Николай Васильевич совсем немного не дожил до поражения николаевской России в Крымской войне. Можно не сомневаться, что он пережил бы это поражение как громадную личную трагедию. Ведь тогда всему миру стало ясно, что царствование императора Николая I на самом деле было не временем подъема к новым высотам и расцвета, а эпохой упадка по сравнению с достижениями предыдущего царствования, Александра I.
Гоголь видел все язвы николаевской России, связанные как с сохранением крепостничества, так и с бюрократической регламентацией всех жизненных проявлений, чем особенно отличался император Николай. Неслучайно Гоголь своей сатирой выставлял перед обществом неприглядные стороны и помещиков, и чиновников. Ho при этом он не хотел никаких революционных перемен. Основы самодержавия и православия в России всегда были для него незыблемы. Он верил, что освоение новых пространств и перерождение «мертвых душ» оживит Россию и сделает ее подлинно великой во всех отношениях. Bo многом автобиографичный Платонов во втором томе «Мертвых душ» заявляет: «Я решился… проездиться вместе с Павлом Ивановичем по святой Руси. Авось-либо это размычет хандру мою».

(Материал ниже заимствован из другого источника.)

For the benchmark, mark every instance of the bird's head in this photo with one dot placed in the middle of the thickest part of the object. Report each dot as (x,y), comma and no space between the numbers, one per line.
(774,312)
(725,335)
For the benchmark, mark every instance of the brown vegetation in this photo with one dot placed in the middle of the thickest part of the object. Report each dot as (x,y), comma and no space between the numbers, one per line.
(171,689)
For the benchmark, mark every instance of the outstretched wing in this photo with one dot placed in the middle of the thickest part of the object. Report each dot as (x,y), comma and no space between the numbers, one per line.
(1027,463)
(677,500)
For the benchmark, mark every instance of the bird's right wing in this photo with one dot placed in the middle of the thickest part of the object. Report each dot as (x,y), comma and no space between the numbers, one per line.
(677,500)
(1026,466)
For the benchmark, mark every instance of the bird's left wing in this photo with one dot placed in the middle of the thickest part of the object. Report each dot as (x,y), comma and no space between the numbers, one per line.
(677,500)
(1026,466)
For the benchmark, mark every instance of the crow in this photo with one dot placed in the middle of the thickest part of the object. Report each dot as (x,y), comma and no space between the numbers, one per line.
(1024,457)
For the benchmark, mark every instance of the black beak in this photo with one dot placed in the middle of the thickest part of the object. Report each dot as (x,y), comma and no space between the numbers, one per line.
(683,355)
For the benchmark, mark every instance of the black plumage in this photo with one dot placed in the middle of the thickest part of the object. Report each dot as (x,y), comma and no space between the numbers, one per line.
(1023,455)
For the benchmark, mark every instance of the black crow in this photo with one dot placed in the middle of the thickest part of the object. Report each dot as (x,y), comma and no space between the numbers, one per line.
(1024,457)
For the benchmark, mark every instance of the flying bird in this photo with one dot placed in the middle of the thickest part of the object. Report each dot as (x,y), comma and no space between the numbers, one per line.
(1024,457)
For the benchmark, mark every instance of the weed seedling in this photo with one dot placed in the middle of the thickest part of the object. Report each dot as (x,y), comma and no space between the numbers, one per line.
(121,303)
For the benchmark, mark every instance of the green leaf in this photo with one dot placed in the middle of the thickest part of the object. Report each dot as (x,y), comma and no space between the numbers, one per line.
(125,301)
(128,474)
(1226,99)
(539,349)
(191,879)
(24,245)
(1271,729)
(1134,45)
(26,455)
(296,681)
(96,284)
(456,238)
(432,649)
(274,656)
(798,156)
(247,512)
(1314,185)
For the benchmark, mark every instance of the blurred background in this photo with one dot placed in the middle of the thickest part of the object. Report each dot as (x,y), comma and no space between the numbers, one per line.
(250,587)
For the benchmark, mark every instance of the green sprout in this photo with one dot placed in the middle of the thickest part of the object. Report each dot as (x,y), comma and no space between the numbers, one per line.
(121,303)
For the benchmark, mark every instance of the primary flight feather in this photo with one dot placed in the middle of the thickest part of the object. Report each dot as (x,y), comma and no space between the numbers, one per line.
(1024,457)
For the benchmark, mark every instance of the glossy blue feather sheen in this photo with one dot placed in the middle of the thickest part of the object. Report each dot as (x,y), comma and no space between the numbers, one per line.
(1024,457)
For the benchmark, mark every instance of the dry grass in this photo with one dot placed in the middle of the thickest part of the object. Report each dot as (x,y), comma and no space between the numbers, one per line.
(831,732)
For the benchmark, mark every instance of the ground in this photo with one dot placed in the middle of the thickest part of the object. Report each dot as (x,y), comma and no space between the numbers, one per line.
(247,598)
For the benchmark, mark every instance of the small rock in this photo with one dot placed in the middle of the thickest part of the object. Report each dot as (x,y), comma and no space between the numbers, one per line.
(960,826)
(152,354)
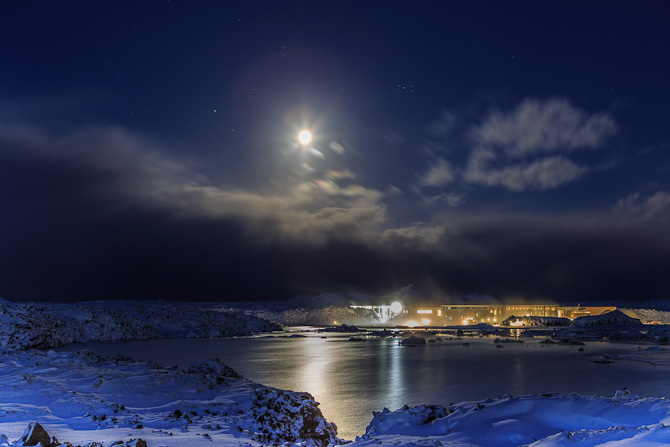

Ho лекарство от хандры Гоголь видел не только в российских просторах, где, он верил, среди народа еще можно найти живые души. Главным он считал то, чтобы прежние мертвые души приобщились к Богу и переродились в живые. Вот тогда Россию действительно ждет светлое будущее, помещики будут жить в полной гармонии со своими крестьянами, а винные откупщики будут направлять свои капиталы для того, чтобы облагодетельствовать весь народ. Гоголь возлагал надежды на цивилизованный капитализм, где и буржуа, и помещики-землевладельцы будут руководствоваться исключительно христианскими принципами и ценностями. Отсюда и появились во втором томе «Мертвых душ» Костанжогло и Муразов. Тогда и крепостное право – не зло, а благо, потому что у такого помещика крестьяне всегда будут жить как у Христа за пазухой. И самодержавие тогда – идеальная форма правления, поскольку царь, наделенный всеми христианскими добродетелями и пекущийся только о благе своих подданных, и наделенный при этом неограниченными полномочиями, – это лучший правитель, которого только можно пожелать.
Утопия? Разумеется. Ho это высокая утопия, и Гоголь в нее искренне верил. A если это не так, то ему, он думал, не стоит жить на свете. Bce должны возлюбить всех, иначе – тупик, как думал писатель.